ARGOSY was the first pulp magazine. Frank A. Munsey had been publishing a story paper for boys, to declining circulation and revenue. In the 1890's, he decided to give the title one more chance. He cut expenses to the bone, eliminated the artwork, and printed on the cheapest paper he could find. He gave the public the greatest number of stories per dime they had ever had, and they bought the magazine by the tens and hundreds of thousands.

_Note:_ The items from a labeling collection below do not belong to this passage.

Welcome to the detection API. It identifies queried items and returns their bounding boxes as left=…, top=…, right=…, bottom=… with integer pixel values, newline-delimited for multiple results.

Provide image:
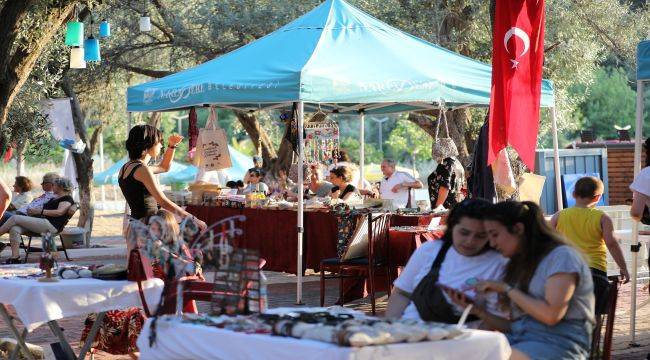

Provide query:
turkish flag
left=488, top=0, right=544, bottom=169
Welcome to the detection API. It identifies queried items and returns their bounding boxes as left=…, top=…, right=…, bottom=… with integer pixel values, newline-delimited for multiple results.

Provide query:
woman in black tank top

Even though it was now a great success story, ARGOSY remained a monthly until October 1917, when it suddenly went weekly. In July, 1920 it absorbed ALL-STORY and was published as ARGOSY ALL-STORY WEEKLY (with the words ALL-STORY appearing in successively smaller type as the years went by) until it became "ARGOSY / ISSUED WEEKLY" in October of 1929. As the years went by it featured adventure yarns of various types in preference to drawing-room comedies and other general works of fiction. In August 1940 is remade itself as a "men's adventure magazine," with a new cover design featuring static art and a display shield of the stories contained within the current issue. The format and frequency changed again at various times in the period after 1941, but it was still printing some fiction up into the 1960's. You can read more about this magazine in the ARGOSY Profile pages, and there is a good discussion in the UWF eNewsstand project. The publishers gave their own version of the history of the magazine in 1932, quoted in the excellent blog PulpFlakes. We haven't yet mentioned that in 1907 Frank A. Munsey himself wrote a somewhat didactic memoir of how he had founded MUNSEY'S and THE ARGOSY.